Egypt approves constitutional changes
20 Mar 2011
Package of nine changes endorsed by overwhelming vote, paving the way for parliamentary elections later this year.
Egyptians have voted overwhelmingly in favour of a package of constitutional amendments, according to official results released on Sunday evening.
Slightly more than 77 per cent of voters endorsed the amendments, the country's supreme judicial committee has announced.
Roughly 18 million Egyptians went to the polls on Saturday, a 41 per cent turnout. It's a better result than many past elections: The country's fraud-plagued parliamentary ballot last year had less than 25 per cent turnout, and possibly as low as 10 per cent, according to some sources.
The committee said that 171,190 votes were invalidated, though it did not say why. There were reports on Saturday that some ballots did not carry the required official stamp.
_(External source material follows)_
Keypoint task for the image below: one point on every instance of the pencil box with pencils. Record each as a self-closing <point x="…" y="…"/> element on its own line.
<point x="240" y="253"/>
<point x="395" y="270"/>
Voters approved a package of nine amendments, about half of which deal with elections. One loosens the requirements for independent candidates seeking the presidency; another restores full judicial oversight for elections.
Other provisions limit the presidency to two four-year terms (currently, there is no limit), and require a public referendum for any state of emergency that lasts longer than six months (the country has been under one for the last 30 years).
The "yes" vote also paves the way for a quick parliamentary election, which the ruling military junta has said will be held in June.
Egypt's two main political forces, the former ruling National Democratic Party and the Muslim Brotherhood, both urged a "yes" vote on the referendum. Critics say that's because they benefit from the quick timetable for elections.
As established political parties, they will have an edge in mobilising resources and fielding candidates.
The rest of the country's opposition parties all pushed for a "no" vote, as did the coalition of youth activists who led the revolution that toppled former president Hosni Mubarak.
One of the provisions, the revised article 189, requires the new parliament to appoint a constitutional assembly within six months of taking office. That group will be responsible for drafting an entirely new constitution, which - if approved in a separate referendum - would take effect next year.
Egypt's existing constitution, though amended, remains suspended: It does not allow for military rule, so the junta suspended it shortly after taking power.
Al Jazeera's Sherine Tadros, reporting from the capital, Cairo, said the big question now is what happens next.
"The wheels of democracy in Egypt are moving fast," she said.
"But that is worrying a lot of the parties - the youth groups, the new parties, who are saying a few months simply isn't enough time to organise themselves and come up with a charter and be able to compete in these elections."